Well, that is with OEM equipment. There is an SNS kit available. I personally don't like the look of the stalk, and I don't know if VC's cruise display would respond with this kit. But apparently it's the only other option available.

I'm thoroughly disappointed because I bought the car on the premise that this was possible. Not much else to say really.


----------



## blackvalver (Jan 6, 2020)

ChesterUK said:


> Well I'm guessing you already know how this was going to pan out! Argh!
> 
> So the first thing was they expected me to have the hardware, which I didn't of course. They then ordered what was apparently available as a cruise control stalk, but ended up being an indicator stalk. After a subsequent enquiry and a visit to the Audi dealership to talk to the technicians there, they've conceded that this is not possible.
> 
> ...


That has to be BS, I've fitted cruise to a golf mk4 and A6, any modern drive by wire car cruise is just a small loom, stalk and enabling in the ecu???

Edit: 
Oh, yuck, does it really need a full steering column stalks unit swap?
https://www.ebay.co.uk/itm/Audi-Tt-TTS- ... SwjytacDm6


----------



## phazer (Apr 2, 2018)

It's really not. There isn't a solution with fitted hardware. It would be possible replacing firmware (though I'm not aware it's out there) or control units but then it becomes economically unviable.
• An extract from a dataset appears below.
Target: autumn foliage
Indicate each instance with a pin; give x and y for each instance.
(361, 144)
Welcome to the new age, software licensing is the future. It's significantly different to previous generations.

p.s yes the full stalk swap is the easy bit of the whole deal.


----------



## ChesterUK (Dec 22, 2019)

I totally understand that car manufacturers are trying new methods for revenue streams, but that's not going to work if the option isn't available!


----------



## captainhero17 (Apr 10, 2018)

The fact that any car today let alone one from such brand and price tag, doesn't come with a cruise control is beyond ridiculous.

How old is this technology? Cars today have adaptive cruise. But you cant put the "simple cruise control" as standard on cars?

I am so done with German cars. Next sport car is either a Supra or GTR.

Every time I read threads like this it boils my blood. I am sorry that it didn't work out for you.


----------



## ChesterUK (Dec 22, 2019)

Thanks. But all is not lost yet. Now the lobbying starts!


----------



## captainhero17 (Apr 10, 2018)

ChesterUK said:


> Thanks. But all is not lost yet. Now the lobbying starts!


Not sure if I understood what you meant here.


----------



## Toshiba (Jul 8, 2004)

I doubt this is anything to do with new revenues, from a manufacturing point of view if it's not on the car when it leaves there's going to be a potential liability issue for anything added afterwards which is my understand why Audi has a firm no policy around this stuff. Sure they "could" generate the code needed "if" they wanted, but no doubt the lawyers are involved.

As said many times, only buy a car with all the options needed/desired..


----------



## phazer (Apr 2, 2018)

Toshiba said:


> I doubt this is anything to do with new revenues, from a manufacturing point of view if it's not on the car when it leaves there's going to be a potential liability issue for anything added afterwards which is my understand why Audi has a firm no policy around this stuff. Sure they "could" generate the code needed "if" they wanted, but no doubt the lawyers are involved.
> 
> As said many times, only buy a car with all the options needed/desired..


Absolutely, but it only takes a few people on a forum to confirm it's not possible to retrofit and your future revenue is preserved as anyone else will now know to order from the factory with those options or you can't have it.

As to the "why" this particular option is not available after the fact is likely to fall somewhere in the remit of liability.


----------



## Toshiba (Jul 8, 2004)

Forums are only retorting the dealer lines "not possible", there's no up sell for Audi from this as the original buyer either wants or doesn't want an option. I doubt retrofit has any impact on a corp levels balance sheet, the dealers will see a decline in service revenues, but nothing more.

In my mind it's a missed dealer opportunity, these are services they could realise if only it was supported at the corp level.


----------



## blackvalver (Jan 6, 2020)

Toshiba said:


> ... if it's not on the car when it leaves there's going to be a potential liability issue for anything added afterwards ..


It's almost as if the manufacturer doesn't trust the technical ability of the franchised dealers


----------



## captainhero17 (Apr 10, 2018)

blackvalver said:


> Toshiba said:
> 
> 
> > ... if it's not on the car when it leaves there's going to be a potential liability issue for anything added afterwards ..
> ...


To be fair they do selective official retrofits. Parking sensors, traffic sign recognition, reverse camera, nav... they mostly stick to software stuff.


----------